But Orion’s implosion – and the failure of six other local banks after real estate prices went through the floor starting in 2006 – was only the first part of a trend that would transform the landscape of the local lending industry.

Now, bankers say, the market’s dominated by bigger, better-capitalized players that are better able to deal with the tough new federal regulations and massive paperwork demands that followed the excesses of the boom.

Only Orion saw its executives punished criminally: CEO Jerry Williams is scheduled for sentencing June 12 on federal bank fraud charges while two other executives and a borrower are serving federal sentences for related transgressions.

But the rest of the industry is feeling the effects as regulators ratchet up the requirements to make sure the cycle doesn’t repeat.

“The requirement of more capitalization to ‘strengthen’ the banking industry, that’s forcing a lot of hands,” said Mark Morris, a former bank president who’s now a real estate agent with Sands Commercial Group at VIP Realty in Fort Myers.

Now, he said, “You’re seeing the disappearance of the true community bank. The smallest community bank is going to be a billion dollars.”

But the trend may be inevitable, said Gary Tice, chairman and CEO of Naples-based First National Bank of the Gulf Coast. “It’s a result, quite frankly, of the economy and what happened to banks — and regulators aren’t going to let that happen again.”

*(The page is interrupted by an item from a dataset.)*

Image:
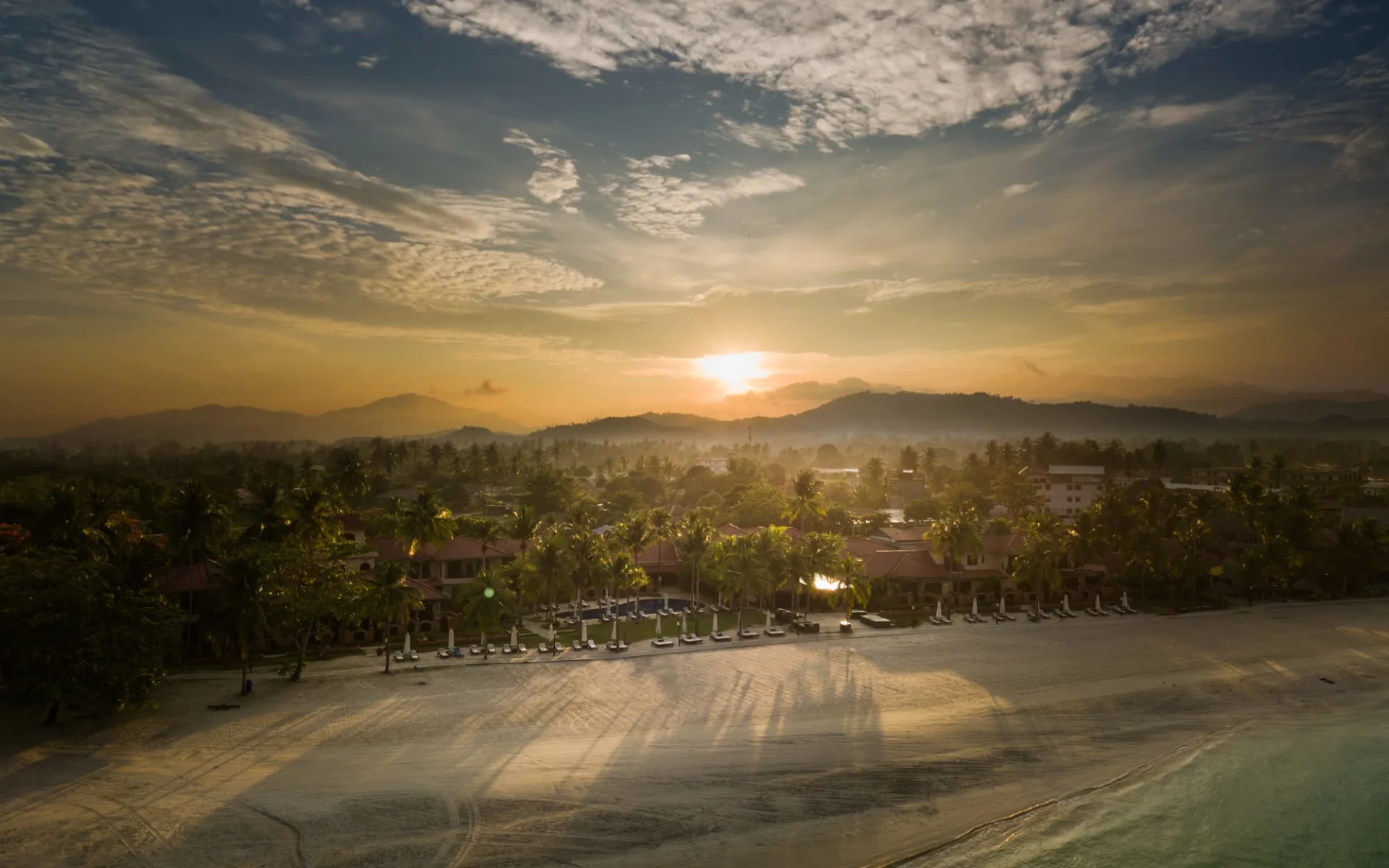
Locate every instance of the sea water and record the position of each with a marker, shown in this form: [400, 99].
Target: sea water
[1306, 795]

Lafayette, La.-based IberiaBank was dealt most of Orion’s deposits and assets by the Federal Deposit Insurance Co. and customers at Orion’s 23 branches became Iberia’s. Two months ago, Iberia acquired Florida Gulf Bank.

At Orion, Short said, the first reaction of many depositors was to take their money and run when the change occurred, said Keith Short, the bank’s Southwest Florida market president.

“A part of it was that Orion being nonpublicly traded was less transparent,” Short said. “A lot of clients didn’t know what was happening. They couldn’t really find out was going on with their institution.” But, he said, depositors came back as they checked out publicly traded Iberia.

Short noted that Iberia came into this market during “dark days, particularly for Lee County.”

But as the area slowly recovers from the recession, he said, stronger banks with the ability to lend money will be an integral part of that. Iberia has a loan portfolio of $7.5 billion.

Morris said better-capitalized banks are necessary but that he has qualms about too much consolidation.

He recalled going into a London bank in the mid-1980s. “It was a big city bank but there were only four or five big banks in the country.”

He noticed that “there was one desk with eight telephone lines” while an American bank would have had eight desks with one line each.

At a certain point, Morris said, “All you’re doing is paying and receiving. You’re not providing any service.”